One of my pet peeves is “experts” who try to analyze elections on the basis of trends, i.e., “In seven out of the past nine elections ….” etc. For example:
Forecasting models based on past elections predict Obama to get something like 53% of the two-party vote… . In short: macro conditions for the Republicans are not so bad as all that: Obama is a legitimate favorite but there’s no reason to expect that there would be a landslide. Things are going about how one might suspect based on historical patterns of the economy, incumbency, and presidential elections.Yeah, I know: What’s past is prologue, those who don’t study history are doomed to repeat it, yadda yadda. But one of the lessons of history is that sometimes “trends” don’t forecast events. Unpredictable things happen, and to suppose that past trends can be projected flawlessly into the future as “forecasting models” is to ignore the potential influence of indvidual actors and unforeseen events.

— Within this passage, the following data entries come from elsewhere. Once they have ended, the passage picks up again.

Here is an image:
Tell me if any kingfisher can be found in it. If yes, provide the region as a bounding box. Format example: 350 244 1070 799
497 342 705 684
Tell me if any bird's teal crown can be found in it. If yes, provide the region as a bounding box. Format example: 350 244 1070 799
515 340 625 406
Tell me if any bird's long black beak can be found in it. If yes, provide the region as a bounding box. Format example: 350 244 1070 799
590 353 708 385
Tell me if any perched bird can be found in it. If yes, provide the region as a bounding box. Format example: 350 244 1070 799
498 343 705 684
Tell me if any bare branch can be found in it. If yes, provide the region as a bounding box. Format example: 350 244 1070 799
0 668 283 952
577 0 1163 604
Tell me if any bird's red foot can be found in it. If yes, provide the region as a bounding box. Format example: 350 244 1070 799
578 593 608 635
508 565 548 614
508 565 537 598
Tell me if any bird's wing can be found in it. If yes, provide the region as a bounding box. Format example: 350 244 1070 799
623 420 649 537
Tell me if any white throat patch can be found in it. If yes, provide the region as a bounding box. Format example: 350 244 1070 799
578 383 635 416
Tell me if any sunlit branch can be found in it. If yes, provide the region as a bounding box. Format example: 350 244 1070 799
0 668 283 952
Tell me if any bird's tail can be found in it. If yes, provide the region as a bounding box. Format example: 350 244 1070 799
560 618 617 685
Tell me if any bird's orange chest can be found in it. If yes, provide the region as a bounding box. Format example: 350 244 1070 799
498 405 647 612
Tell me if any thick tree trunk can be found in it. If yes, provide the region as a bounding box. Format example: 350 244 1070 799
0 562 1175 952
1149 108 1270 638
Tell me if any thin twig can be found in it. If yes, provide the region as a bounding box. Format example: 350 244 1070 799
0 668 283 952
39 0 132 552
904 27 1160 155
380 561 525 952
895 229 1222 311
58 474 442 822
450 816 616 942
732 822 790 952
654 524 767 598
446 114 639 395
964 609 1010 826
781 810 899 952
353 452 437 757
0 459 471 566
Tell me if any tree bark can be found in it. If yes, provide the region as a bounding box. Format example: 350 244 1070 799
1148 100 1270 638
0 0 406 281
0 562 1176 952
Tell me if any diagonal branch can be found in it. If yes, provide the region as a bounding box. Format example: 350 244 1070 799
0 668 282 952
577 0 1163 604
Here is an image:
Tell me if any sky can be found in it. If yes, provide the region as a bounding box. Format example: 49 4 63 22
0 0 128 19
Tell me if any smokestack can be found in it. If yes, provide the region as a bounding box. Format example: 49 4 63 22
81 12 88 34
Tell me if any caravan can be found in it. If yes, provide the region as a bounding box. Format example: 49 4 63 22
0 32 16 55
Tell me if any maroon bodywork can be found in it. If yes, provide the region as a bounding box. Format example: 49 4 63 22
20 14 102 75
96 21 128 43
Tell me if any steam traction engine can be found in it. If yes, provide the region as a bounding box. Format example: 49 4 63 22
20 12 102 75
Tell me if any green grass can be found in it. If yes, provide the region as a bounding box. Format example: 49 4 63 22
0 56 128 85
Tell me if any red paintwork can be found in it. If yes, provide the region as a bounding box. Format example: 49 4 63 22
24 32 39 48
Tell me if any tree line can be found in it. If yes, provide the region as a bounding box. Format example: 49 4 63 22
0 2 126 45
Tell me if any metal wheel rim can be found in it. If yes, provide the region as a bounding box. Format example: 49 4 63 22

The late comedian George Carlin once coined the term “vuja de” — the opposite of deja vu. “Vuja de” is when you get the eerie feeling that nothing like this has ever happened before. This is the first election since 1952 when neither major party has an incumbent president or incumbent vice president as its presidential nominee. I can’t even think of the last election to pit two incumbent senators against each other. Also John McCain will be 72 on Election Day, while his opponent … well, as Barack Obama likes to remind us, he doesn’t look like the guys on the currency. Plus, Obama got the nomination by defeating the only former First Lady ever to run for president, in the closest primary campaign since Ronald Reagan challenged Gerald Ford for the GOP nomination in 1976.
In short, there are many reasons to suspect that this will be an unpredictable election, in which the “forecasting models” aren’t really helpful. It’s the “vuja de” election.